Arbitrage Opportunities in Portfolio Management - Introduction to Multifactor Models

Hi Everyone:

It seems like I can get some crazy tough topics on this exam, but for some reason I’m having a hard time with finding the arbitrage opportunity - like #2 in the Concept Checkers in the Schweser Curriculum in the “Intro to Multifactor Models.” If someone that has done this problem explain their thinking process, etc… to get to the answer that would be great. What do I need to do in order to understand that I need to allocate 30% long to security A, etc…? Again, I’m feeling dumb, because the answer is probably obvious. Thanks!

Multiply 2 of the associated risk factors with the weights given in the options.

The portfolio that yields the highest return relative to risk is the one you go long on

In this problem, you have the factor sensitivities - there are no weights given in the options - all you have are expected returns and the factor sensitivities. Therefore, the part I’m having a hard time with has to do with how do I find how much weight I need to give to each portfolio based on that expected return and factor sensitivity?

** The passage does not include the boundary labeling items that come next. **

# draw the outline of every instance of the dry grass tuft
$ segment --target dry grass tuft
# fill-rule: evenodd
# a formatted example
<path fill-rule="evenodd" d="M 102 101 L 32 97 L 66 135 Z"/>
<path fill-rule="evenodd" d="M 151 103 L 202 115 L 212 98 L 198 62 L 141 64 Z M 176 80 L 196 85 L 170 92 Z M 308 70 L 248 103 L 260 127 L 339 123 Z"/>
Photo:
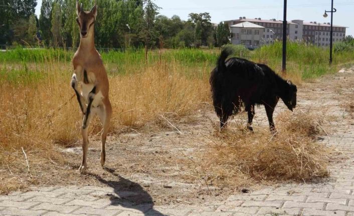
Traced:
<path fill-rule="evenodd" d="M 216 184 L 236 187 L 259 181 L 307 181 L 328 176 L 329 150 L 314 141 L 321 119 L 311 113 L 280 114 L 273 135 L 268 128 L 215 132 L 203 153 L 200 173 Z"/>
<path fill-rule="evenodd" d="M 2 65 L 0 70 L 9 77 L 27 74 L 21 67 L 12 71 L 13 66 L 19 67 Z M 132 70 L 135 65 L 129 67 Z M 65 164 L 56 151 L 58 147 L 80 145 L 81 113 L 69 85 L 71 67 L 70 62 L 38 63 L 28 66 L 38 75 L 38 80 L 29 75 L 14 80 L 0 79 L 0 182 L 4 183 L 0 184 L 0 194 L 45 179 L 49 174 L 46 169 L 55 163 Z M 207 65 L 186 68 L 176 62 L 157 63 L 135 73 L 109 77 L 113 108 L 110 135 L 141 128 L 162 119 L 161 116 L 170 119 L 189 115 L 209 100 L 209 71 Z M 89 128 L 90 139 L 99 140 L 101 128 L 95 118 Z M 30 157 L 31 170 L 43 173 L 28 173 L 22 147 Z"/>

The problem works the following way:

Portfolio A has Expected Return of 10% and factor sensitivity is 1.2

Portfolio B has Expected Return of 20% and factor sensitivity is 2

Portfolio C has Expected Return of 13% and factor sensitivity is 1.76

The question is the following: An arbitrage strategy would most likely involve a short position in which portfolio?

A. Portfolio A

B. Portfolio B

C. Portfolio C

The answer is portfolio C - the explanation in the answers says the following: “An arbitrage portfolio can be constructed consisting of 30% long portfolio A, 70% long portfolio B, and a 100% short position in portfolio C. The factor sensitivity of this portfolio will be (0.3)(1.2) + (0.7)(20) - 1(1.76) = 0. Expected return on zero risk, zero investment portfolio will be (0.3)(10)+(0.7)(20)-1(13)=4%.”

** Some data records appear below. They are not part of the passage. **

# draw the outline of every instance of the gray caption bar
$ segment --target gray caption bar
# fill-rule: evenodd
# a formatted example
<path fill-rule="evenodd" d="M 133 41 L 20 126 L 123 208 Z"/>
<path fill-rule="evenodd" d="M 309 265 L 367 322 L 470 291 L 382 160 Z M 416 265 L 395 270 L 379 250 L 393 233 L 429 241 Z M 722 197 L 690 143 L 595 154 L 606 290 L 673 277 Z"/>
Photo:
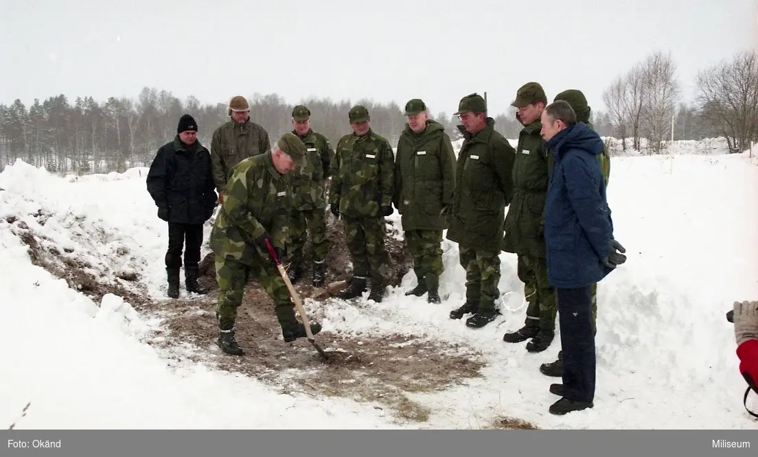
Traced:
<path fill-rule="evenodd" d="M 756 424 L 758 429 L 758 423 Z M 2 430 L 3 457 L 730 457 L 756 430 Z"/>

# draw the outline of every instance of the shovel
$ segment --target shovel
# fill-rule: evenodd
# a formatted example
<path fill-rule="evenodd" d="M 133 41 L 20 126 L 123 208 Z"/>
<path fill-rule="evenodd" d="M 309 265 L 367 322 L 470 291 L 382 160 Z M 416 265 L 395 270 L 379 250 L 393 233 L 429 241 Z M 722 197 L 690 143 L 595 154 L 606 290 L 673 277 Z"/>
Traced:
<path fill-rule="evenodd" d="M 279 270 L 279 274 L 281 275 L 282 279 L 284 280 L 284 283 L 287 284 L 287 288 L 290 290 L 290 296 L 292 297 L 293 301 L 295 302 L 295 308 L 297 308 L 297 311 L 300 313 L 300 318 L 302 319 L 302 325 L 305 327 L 305 334 L 308 336 L 308 340 L 311 342 L 313 347 L 316 348 L 318 353 L 321 355 L 324 358 L 328 359 L 329 356 L 327 353 L 321 349 L 321 346 L 318 346 L 315 340 L 313 339 L 313 333 L 311 332 L 311 325 L 308 323 L 308 316 L 305 315 L 305 310 L 302 308 L 302 304 L 300 302 L 300 297 L 295 292 L 295 290 L 292 286 L 292 283 L 290 281 L 290 277 L 287 275 L 287 272 L 284 271 L 284 267 L 282 267 L 282 263 L 279 261 L 279 258 L 277 256 L 276 251 L 274 250 L 274 246 L 271 246 L 271 242 L 268 238 L 266 238 L 266 247 L 268 249 L 268 255 L 271 256 L 271 260 L 277 265 L 277 269 Z"/>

I’m confused as to what I do on this problem to get the weights for each asset. Why 30%, why 70%, and how can I solve this quickly on exam day?

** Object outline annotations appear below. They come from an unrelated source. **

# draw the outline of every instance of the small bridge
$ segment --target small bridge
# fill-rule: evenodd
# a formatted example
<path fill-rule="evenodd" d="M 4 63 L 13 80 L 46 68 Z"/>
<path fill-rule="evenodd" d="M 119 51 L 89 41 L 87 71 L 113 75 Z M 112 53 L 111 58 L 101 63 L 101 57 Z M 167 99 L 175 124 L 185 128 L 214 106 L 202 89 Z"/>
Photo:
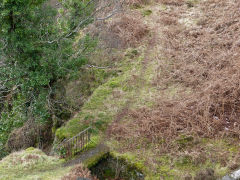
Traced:
<path fill-rule="evenodd" d="M 91 142 L 91 129 L 89 127 L 71 139 L 64 140 L 57 148 L 61 156 L 69 158 L 85 151 Z"/>

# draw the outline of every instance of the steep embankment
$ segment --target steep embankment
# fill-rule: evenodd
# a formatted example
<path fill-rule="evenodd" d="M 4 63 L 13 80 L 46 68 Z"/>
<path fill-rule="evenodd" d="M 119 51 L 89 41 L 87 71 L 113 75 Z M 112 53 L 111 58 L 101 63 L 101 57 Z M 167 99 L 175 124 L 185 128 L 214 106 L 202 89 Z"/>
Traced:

AFAIK its usually the weighted sum of the portfolios with the highest and lowest risk. The weights could be done by trial and error. Start with 50% and add/subtract 10% each time.

The higher risk portfolio is usually under weighted and the low risk portfolio is usually over weighted.

But tbh I am sure there is a faster way.

Yes, I’m in agreement with you on principle. However, since I consider myself pretty good at math, I know there must be some formulaic way to do this…or at least some way to use the info given to us in a more efficient way. Maybe someone can come to the rescue.

Yea just hope Magician comes to our rescue.